By 11 a.m., firefighters from Gardiner and multiple surrounding communities had knocked down the bulk of the fire, but they continued to look for hot spots for more than an hour after that, removing sections of the building to do so.

“It’s a terrible loss,” said Sharon Geroux, one of the building’s co-owners. Choking up, she continued, “The building was not even the biggest loss. My cat’s dead, I’m sure. I couldn’t get her out of there. There was so much smoke.”

Two families were living the complex, which included four apartment units and a beauty salon that was operated by Geroux, 56.

Sharon Geroux lived in one of the first-floor units with her 59-year-old husband, Richard Geroux. Her 80-year-old mother lived in a separate unit and her 36-year-old daughter and 16-year-old grandson lived in their own apartment on the upper floor.

A fourth unit was inhabited by a man who would only identify himself as William, his girlfriend and their daughter.

All the inhabitants, as well as one of Sharon Geroux’s aunts who was visiting, were either away or left the building safely on Tuesday morning.

They were also able to remove two dogs, a Pomeranian named Boo and a Shih Tzu named Marley, but two cats remained unaccounted for late Tuesday morning.

Several of the residents said the fire may have been the result of an electrical malfunction, but by noon, Gardiner Fire Chief Al Nelson said the cause still hadn’t been determined. An investigator from the state fire marshal’s office was also at the scene on Tuesday.

Sharon Geroux said that her mother was watching television and heard a popping noise coming from it before the fire, and Richard Geroux said that a circuit in the home also shorted out.

The destruction was all the more tragic, Sharon Geroux said, because her mother just turned 80-years-old on Monday, and her aunt, Jackie Hanley, had come from out-of-town to celebrate the occasion.

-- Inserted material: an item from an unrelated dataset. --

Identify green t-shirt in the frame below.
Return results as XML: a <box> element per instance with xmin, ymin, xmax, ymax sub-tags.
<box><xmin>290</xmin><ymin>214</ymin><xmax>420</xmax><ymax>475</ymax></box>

“We were sleeping, and the next thing I know, my aunt was screaming ‘fire,'” Sharon Geroux said. “Aunt Jackie just came up from Florida. She got here last night.”

The building had smoke alarms, but Sharon Geroux said she didn’t hear them go off on Tuesday. Once they noticed the smoke, her husband went to the upper floor to wake their grandson, 16-year-old Tyrone Payne, a student at Gardiner Area High School. His mother, Victoria Geroux, was working at MaineGeneral Medical Center at the time of the fire, but left work when she heard about it.

The man who lived on the second floor with his girlfriend and daughter said he was working in Monmouth at the time of the fire, but that he had previously deactivated the fire alarm in his unit because he couldn’t get it to stop making beeping noises.

Neither Sharon’s family members nor the younger couple who was staying in the building knew where they were going to stay Tuesday night. The Red Cross plans to help between eight and 10 people affected by the fire, according to a press release from the organization.

By late Tuesday morning, firefighters had helped recover important medications from the interior of the building, Richard Geroux said.

The building, which has belonged to Sharon Geroux’s family for most of her life, is on a steep hill and surrounded by trees. Spring Street was blocked off by fire trucks and hoses for much of Tuesday morning.

Nelson did not return a phone call Tuesday afternoon seeking additional information about the damage from the fire and its potential causes. The state fire marshal’s office also did not respond to a call Tuesday afternoon.